Mass killings and school shootings spread "contagiously," a new study found, where one killing or shooting increases the chances that others will occur within about two weeks.
The study, published in the journal PLOS ONE, found evidence that school shootings and mass killings -- defined as four or more deaths -- spread "contagiously," and 20% to 30% of such killings appear to be the result of "infection." The contagion period lasts about 13 days, researchers found.
Researchers gathered records of school shootings and mass killings from several data sets and fit them into a mathematical "contagion model." The spread they found was not dependent on location, leading researchers to believe that national media coverage of a mass shooting might play a role. On average, mass shootings occur about once every two weeks in the United States and school shootings happen about once a month, the study said.
"What we believe may be happening is national news media attention is like a 'vector' that reaches people who are vulnerable," said Sherry Towers, a research professor at Arizona State University and lead author of the study.

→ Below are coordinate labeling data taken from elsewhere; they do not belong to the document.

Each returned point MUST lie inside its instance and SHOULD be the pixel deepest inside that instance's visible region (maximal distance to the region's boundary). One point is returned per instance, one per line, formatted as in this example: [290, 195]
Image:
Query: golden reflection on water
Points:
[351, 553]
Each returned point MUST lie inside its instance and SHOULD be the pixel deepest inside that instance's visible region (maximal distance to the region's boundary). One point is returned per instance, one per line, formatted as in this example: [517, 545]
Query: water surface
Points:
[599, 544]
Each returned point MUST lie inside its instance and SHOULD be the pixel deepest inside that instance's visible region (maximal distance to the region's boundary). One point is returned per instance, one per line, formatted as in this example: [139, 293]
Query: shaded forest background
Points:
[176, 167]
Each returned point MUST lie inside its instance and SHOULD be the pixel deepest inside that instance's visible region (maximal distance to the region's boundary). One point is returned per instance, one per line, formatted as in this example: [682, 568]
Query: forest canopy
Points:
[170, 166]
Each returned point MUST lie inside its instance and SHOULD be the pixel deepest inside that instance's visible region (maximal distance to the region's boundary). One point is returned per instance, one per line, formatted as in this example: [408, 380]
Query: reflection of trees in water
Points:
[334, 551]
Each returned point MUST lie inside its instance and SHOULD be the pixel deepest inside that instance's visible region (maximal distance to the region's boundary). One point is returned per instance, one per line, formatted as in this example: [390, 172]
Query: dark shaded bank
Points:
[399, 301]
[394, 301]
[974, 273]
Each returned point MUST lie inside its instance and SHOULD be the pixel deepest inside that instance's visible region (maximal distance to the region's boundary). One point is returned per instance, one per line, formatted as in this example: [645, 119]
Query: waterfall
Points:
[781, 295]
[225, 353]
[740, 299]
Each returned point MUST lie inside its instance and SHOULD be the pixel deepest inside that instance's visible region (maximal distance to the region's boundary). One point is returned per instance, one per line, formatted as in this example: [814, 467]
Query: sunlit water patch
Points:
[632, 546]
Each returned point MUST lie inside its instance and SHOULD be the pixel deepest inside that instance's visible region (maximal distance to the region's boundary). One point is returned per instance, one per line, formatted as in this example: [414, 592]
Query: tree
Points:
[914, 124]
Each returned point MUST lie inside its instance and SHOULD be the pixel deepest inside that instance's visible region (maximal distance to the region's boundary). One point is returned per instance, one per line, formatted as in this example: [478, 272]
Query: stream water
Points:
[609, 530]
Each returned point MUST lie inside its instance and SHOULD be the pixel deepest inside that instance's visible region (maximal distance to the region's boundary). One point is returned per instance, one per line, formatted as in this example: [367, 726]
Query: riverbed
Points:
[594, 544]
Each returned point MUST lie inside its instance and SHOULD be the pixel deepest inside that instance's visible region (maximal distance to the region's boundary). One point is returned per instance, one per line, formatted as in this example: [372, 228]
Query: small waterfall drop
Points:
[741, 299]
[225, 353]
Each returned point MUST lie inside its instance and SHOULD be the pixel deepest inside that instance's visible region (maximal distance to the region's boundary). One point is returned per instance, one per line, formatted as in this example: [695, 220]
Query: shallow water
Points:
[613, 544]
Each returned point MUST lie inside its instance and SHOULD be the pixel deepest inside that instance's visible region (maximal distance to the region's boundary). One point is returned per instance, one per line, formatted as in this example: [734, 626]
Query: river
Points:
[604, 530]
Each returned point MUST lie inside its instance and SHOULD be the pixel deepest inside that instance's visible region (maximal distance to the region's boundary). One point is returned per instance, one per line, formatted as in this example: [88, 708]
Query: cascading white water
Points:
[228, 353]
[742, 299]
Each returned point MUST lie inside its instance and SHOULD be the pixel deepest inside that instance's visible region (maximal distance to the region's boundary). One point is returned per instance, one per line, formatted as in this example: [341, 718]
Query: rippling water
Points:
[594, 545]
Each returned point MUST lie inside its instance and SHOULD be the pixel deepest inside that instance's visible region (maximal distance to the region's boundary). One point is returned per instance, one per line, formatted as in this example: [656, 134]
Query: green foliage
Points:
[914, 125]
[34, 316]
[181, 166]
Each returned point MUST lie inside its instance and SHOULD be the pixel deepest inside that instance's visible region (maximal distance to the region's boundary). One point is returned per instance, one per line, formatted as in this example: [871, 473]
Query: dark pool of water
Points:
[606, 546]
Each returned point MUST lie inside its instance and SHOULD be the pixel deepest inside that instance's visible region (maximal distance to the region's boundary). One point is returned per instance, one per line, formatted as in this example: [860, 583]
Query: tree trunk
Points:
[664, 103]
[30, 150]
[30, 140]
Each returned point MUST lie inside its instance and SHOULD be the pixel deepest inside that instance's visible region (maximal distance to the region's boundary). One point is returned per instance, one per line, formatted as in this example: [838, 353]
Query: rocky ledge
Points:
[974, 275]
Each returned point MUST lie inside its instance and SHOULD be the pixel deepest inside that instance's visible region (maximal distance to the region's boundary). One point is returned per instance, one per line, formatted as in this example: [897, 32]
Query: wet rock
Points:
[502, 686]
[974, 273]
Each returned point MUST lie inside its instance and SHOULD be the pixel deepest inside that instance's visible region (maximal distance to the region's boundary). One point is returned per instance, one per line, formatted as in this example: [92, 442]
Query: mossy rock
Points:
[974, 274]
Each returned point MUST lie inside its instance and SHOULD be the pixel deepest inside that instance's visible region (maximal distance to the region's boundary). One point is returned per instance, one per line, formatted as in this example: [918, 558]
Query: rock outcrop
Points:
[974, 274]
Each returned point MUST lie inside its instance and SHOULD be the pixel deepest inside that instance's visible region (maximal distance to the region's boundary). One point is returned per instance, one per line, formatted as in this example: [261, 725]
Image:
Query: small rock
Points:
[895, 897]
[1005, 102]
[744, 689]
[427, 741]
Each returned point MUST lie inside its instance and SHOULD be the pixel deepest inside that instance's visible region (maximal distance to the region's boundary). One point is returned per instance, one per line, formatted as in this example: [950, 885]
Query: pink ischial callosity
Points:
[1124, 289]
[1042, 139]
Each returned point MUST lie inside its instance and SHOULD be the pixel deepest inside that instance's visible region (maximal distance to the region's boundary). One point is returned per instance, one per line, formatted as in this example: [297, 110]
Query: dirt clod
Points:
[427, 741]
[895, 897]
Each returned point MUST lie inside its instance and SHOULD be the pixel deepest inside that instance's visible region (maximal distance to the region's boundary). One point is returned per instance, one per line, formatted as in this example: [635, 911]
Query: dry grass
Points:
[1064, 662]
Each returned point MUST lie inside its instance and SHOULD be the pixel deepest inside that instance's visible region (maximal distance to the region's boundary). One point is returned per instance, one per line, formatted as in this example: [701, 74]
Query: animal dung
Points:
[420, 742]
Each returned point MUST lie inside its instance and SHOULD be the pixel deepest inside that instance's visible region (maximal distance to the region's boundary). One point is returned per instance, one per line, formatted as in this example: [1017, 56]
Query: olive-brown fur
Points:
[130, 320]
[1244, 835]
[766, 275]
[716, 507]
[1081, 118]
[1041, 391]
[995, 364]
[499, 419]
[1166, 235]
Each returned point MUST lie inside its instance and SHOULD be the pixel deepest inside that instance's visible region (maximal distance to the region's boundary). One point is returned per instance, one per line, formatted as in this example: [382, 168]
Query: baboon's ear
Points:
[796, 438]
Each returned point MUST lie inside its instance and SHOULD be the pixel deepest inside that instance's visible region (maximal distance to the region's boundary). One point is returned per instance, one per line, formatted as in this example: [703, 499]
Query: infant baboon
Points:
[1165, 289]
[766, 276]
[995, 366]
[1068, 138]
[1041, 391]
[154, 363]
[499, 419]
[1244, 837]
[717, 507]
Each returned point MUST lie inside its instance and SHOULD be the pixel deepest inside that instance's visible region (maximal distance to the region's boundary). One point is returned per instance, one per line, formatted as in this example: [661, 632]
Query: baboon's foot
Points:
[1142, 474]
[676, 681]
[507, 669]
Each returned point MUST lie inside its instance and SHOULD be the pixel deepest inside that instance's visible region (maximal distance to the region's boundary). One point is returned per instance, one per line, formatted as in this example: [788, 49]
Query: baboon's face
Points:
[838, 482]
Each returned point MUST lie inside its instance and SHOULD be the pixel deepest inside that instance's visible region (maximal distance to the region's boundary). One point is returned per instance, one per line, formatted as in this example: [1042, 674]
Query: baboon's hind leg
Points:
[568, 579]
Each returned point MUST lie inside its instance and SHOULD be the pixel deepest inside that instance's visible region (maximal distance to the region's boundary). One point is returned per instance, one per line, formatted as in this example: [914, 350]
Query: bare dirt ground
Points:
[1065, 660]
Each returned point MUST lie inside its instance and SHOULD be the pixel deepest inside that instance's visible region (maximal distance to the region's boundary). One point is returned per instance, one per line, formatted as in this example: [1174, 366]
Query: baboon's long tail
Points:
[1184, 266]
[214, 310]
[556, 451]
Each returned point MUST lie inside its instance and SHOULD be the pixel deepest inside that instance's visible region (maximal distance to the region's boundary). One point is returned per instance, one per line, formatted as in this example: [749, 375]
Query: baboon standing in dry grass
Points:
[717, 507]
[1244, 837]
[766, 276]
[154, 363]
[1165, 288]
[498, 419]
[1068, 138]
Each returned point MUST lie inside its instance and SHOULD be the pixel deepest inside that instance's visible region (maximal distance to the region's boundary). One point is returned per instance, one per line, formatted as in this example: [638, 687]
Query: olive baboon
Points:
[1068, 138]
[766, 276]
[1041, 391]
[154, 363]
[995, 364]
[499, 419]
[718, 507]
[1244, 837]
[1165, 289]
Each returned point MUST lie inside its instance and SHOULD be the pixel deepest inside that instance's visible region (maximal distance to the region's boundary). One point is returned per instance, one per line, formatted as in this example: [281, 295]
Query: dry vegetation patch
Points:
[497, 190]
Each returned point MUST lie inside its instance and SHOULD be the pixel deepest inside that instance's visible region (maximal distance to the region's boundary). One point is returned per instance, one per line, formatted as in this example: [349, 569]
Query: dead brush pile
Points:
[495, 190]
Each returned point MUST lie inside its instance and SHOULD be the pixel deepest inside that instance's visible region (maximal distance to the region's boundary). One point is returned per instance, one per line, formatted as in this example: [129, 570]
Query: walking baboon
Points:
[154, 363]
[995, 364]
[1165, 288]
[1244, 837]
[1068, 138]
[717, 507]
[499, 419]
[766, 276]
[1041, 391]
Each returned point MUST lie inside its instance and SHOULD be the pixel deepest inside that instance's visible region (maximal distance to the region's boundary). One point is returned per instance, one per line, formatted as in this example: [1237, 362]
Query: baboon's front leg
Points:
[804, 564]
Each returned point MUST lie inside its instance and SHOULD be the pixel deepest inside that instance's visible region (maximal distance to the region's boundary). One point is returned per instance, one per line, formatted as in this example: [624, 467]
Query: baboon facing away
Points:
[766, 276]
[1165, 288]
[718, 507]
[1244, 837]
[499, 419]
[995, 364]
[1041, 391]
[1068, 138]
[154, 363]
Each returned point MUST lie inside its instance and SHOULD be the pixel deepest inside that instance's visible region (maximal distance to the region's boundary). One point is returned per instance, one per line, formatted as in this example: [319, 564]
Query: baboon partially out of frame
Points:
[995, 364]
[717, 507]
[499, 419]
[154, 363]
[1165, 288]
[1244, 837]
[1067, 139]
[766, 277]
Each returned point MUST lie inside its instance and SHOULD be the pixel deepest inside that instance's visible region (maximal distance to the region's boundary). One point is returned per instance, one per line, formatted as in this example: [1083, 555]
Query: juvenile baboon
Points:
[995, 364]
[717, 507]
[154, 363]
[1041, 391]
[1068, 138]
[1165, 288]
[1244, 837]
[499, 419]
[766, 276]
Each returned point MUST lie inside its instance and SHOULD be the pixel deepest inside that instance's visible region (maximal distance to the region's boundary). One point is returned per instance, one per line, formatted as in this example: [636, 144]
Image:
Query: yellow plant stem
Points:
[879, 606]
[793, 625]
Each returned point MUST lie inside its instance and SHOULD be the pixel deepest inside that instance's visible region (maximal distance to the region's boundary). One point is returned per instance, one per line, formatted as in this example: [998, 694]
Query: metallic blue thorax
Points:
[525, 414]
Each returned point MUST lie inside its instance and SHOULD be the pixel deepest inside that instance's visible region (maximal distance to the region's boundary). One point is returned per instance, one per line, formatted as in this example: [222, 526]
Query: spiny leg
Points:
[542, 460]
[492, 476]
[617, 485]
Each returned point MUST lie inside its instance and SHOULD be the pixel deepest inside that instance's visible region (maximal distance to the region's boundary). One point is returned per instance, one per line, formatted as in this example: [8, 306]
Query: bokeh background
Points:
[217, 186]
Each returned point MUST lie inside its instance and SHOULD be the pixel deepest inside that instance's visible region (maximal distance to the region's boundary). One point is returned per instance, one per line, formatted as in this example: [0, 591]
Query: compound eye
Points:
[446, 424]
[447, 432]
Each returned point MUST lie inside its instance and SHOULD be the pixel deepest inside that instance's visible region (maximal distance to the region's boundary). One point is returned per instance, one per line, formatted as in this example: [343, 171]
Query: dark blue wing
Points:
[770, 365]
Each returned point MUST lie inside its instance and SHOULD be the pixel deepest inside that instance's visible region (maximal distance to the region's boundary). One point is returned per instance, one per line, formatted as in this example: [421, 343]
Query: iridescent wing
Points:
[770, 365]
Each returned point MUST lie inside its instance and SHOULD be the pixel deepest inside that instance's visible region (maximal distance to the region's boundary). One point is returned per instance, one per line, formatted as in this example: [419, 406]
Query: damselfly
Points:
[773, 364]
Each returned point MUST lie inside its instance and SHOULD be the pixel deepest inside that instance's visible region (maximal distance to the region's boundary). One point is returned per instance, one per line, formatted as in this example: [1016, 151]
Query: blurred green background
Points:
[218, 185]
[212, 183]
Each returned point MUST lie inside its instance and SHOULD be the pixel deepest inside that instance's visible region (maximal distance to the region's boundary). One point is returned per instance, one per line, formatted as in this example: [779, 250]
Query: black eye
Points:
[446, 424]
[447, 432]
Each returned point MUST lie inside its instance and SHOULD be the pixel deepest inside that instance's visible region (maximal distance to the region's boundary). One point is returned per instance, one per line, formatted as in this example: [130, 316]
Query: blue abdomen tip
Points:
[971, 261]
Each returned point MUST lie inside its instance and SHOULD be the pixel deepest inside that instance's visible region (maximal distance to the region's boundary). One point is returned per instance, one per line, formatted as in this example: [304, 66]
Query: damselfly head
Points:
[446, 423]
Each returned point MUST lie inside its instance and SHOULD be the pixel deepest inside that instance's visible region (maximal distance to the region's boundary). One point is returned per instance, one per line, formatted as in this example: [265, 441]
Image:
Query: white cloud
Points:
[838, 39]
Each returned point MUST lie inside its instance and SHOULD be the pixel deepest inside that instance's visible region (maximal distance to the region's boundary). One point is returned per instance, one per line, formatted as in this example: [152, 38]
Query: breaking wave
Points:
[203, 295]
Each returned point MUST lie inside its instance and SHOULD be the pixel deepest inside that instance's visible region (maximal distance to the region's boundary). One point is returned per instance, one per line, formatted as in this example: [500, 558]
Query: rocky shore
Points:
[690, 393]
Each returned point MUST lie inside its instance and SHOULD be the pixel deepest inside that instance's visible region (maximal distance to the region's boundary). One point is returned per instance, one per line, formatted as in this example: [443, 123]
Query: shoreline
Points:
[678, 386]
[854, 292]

Those vulnerable people are those who have regular access to weapons and are perhaps mentally ill, Towers said. Once "infected" with knowledge of a shooting from national media coverage, data shows that a person is more likely to commit a similar crime. "When at least three people are shot, but less than four people are killed, the media reports tended be local," Towers said. These shootings that received local news coverage, but no national news coverage, did not have the same contagious effect, according to Towers.
Collecting information about school shootings and mass killings wasn't easy, Towers said, noting "right now there is no federal database on these tragedies."
Towers said there are still a number of important questions left unanswered, and creating consistent data about these incidents is the first step. "An official database needs to be compiled," Towers said. "The dynamic in the society needs to be addressed so we can fix this public health crisis."